TriQuint received its DARPA contract to advance GaN research and develop new generations of compound semiconductor circuits through the Nitride Electronic NeXt-Generation Technology (NEXT) program. TriQuint's Principal Investigator, Senior Fellow Paul Saunier, explained that achieving NEXT program goals could lead to GaN circuits as radically different as today’s computers are compared to those in the 1980s.

“GaN is already recognized for its ability to handle more power per square millimeter than other semiconductor technologies like gallium arsenide, and much more so than silicon. Yet even with the advances TriQuint has pioneered, today’s analog GaN technology has frequency and power limits.”

“NEXT circuits will be ‘game-changing’ technology that could radically improve performance in defense and aerospace applications like phased array radar and communications. NEXT calls for complex digital GaN circuits that also have very high breakdown voltages—something that silicon can’t do, and that is also beyond the scope of today’s other semiconductor processes,” said Saunier.

David Fanning, TriQuint’s Program Manager for NEXT, described the different segments of the new DARPA contract and key performance milestones. “The initial phase will run two years, pursuing devices that can operate at 300 GHz with essential yield levels of a small circuit. The 18-month Phase II program will push the operating frequency to 400 GHz while increasing yield and circuit size. The third and final 12-month segment will seek to extend the operating frequency to 500 GHz while also substantially increasing yield and circuit size,” he said.

Fanning explained that another key aspect of the NEXT program will be to develop enhancement-depletion (E/D) mode GaN circuits, similar to the E/D circuits that TriQuint uses for greater functionality and power handling in its Gallium Arsenide devices.

The TriQuint NEXT team will include IQE plc, a leading manufacturer of advanced GaN semiconductor wafers. TriQuint will also team with University of Notre Dame Professors Patrick Fay, Debdeep Jena, Greg Snider and Huili Xing to explore alternative wafer materials and circuit designs.
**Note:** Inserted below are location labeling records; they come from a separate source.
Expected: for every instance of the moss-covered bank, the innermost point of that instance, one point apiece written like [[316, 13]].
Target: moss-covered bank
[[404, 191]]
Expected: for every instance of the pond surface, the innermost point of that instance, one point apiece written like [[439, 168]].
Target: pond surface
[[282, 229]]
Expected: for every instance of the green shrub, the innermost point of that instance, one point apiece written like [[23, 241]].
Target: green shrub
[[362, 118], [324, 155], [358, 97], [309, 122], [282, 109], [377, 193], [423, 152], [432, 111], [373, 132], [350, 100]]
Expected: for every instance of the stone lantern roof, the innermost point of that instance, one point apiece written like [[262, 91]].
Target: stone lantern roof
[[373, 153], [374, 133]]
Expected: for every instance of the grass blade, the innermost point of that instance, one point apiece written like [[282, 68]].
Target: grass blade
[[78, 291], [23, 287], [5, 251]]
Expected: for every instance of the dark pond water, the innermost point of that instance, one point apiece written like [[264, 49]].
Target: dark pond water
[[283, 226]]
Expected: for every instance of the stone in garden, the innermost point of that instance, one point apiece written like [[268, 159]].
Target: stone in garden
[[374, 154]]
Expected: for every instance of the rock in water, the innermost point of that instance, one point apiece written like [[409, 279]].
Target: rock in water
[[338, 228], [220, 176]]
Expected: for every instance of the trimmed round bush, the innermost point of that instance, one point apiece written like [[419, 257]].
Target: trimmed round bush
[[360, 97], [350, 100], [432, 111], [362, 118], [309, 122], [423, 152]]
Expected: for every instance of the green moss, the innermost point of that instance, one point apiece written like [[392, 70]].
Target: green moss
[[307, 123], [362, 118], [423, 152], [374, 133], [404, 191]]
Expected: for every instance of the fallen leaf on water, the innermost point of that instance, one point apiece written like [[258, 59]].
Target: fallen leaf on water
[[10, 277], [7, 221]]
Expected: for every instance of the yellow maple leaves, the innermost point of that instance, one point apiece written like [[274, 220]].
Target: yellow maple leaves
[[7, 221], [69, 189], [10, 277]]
University of Illinois Professor Ilesanmi Adesida will assist with work to develop advanced fabrication processes.

TriQuint has been a leader in GaN research for both defense and civilian applications since 1999. In addition to defense products, TriQuint has released GaN amplifiers for civilian applications and has provided commercial GaN foundry services since 2008. TriQuint was selected in 2009 by DARPA to lead a Phase III effort of the Wide Bandgap Semiconductor (WGBS-RF) R&D program that is developing high-power, wideband GaN circuits with defense and aerospace applications.